Stadtförster Peter Tunecke sagt auf WAZ-Nachfrage, dass das so genannte Forsteinrichtungswerk – ein Betriebsgutachten für die mittelfristige Planung im Forstbetrieb in Zusammenarbeit mit dem Landesbetrieb Wald und Holz – turnusgemäß für 2022 beauftragt, aber noch nicht realisiert worden sei. Dies werde im Laufe des Jahres erfolgen. Dafür werde dann auch der aktuelle Zustand der Bäume erfasst, zudem solle ein Totholzkonzept ergänzt werden.
Auch Esther Kanschat räumt auf WAZ-Nachfrage ein, dass es keinen formalen Beschluss gebe. Aber in Gesprächen mit den TBV sei mündlich schon 2021 zugesagt worden, dass man eine neutrale Beurteilung des Waldes durchführen werde, zu der es aber laut TBV noch nicht gekommen sei.
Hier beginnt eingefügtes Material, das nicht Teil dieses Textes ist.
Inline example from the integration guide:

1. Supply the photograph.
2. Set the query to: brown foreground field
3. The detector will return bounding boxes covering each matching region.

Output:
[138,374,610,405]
Kanschat: „Wenn man doch weiß, dass viele Bäume gefällt werden müssen, hätte man ja auch schon früher diesen Bericht anfertigen können, um Gegenmaßnahmen planen zu können, wie ebenfalls von uns gefordert.“
Sind alle gefällten Bäume tatsächlich krank oder umsturzgefährdet?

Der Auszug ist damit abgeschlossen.